6. The robot localization method based on visual tags according to claim 5, characterized in that, The visual detection operator for determining the visual label image based on the global environmental quality index includes: When the illumination consistency coefficient indicates that the visual label image has strong backlight or local overexposure, an adaptive histogram equalization strategy is used to calculate the optimal cropping threshold of the visual label image and reconstruct the local contrast. When the motion blur of the image gradient exceeds a preset threshold, the image gradient is enhanced by using a Laplacian sharpening convolution kernel or an edge enhancement operator.

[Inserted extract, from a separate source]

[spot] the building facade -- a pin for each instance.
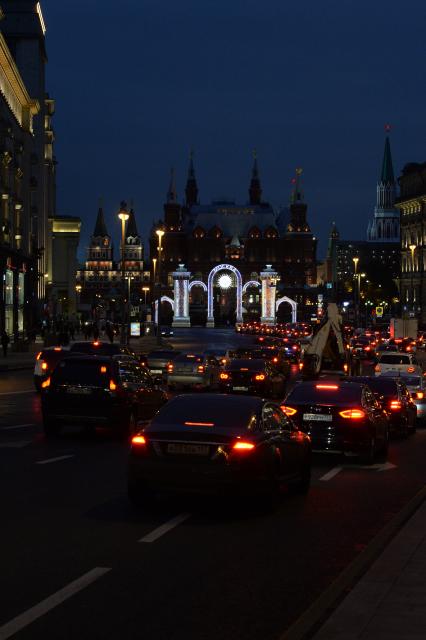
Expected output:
(412, 205)
(229, 242)
(18, 250)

7. The robot localization method based on visual tags according to claim 5, characterized in that, The process of constructing the robot's motion trajectory line based on the reprojection residual and the robot's motion parameters includes: A full-state confidence operator is constructed based on the reprojection residual and the global environmental quality index; The Kalman gain of the extended Kalman filter algorithm is adjusted by combining the full-state confidence operator, and the adjusted extended Kalman filter algorithm is used to construct the motion trajectory line of the robot based on the robot's motion parameters.

8. A robot localization device based on visual tags, characterized in that, include: The information acquisition module is used to synchronously acquire the robot's motion parameters and the visual label images collected by the robot, and to perform tensor fusion on the motion parameters and the visual label images to obtain the environmental context tensor. The feature extraction module is used to perform multi-scale spatial feature extraction on the environmental context tensor to obtain an environmental interference factor vector, and to map the environmental interference factor vector to a global environmental quality index. The search region determination module is used to predict the pose of the robot based on the motion parameters, and to determine the visual label search region in the visual label image based on the predicted pose and the global environmental quality index. The positioning module is used to perform visual label recognition in the visual label search area and to position the robot based on the recognition results of the visual labels and the motion parameters.

9. An electronic device, characterized in that, Including memory and processor, among which, The memory is used to store programs; The processor, coupled to the memory, is used to execute the program stored in the memory to implement the steps in the visual tag-based robot localization method according to any one of claims 1 to 7.

10. A computer-readable storage medium, characterized in that, Used to store computer-readable programs or instructions, which, when executed by a processor, can implement the steps in the visual tag-based robot localization method according to any one of claims 1 to 7.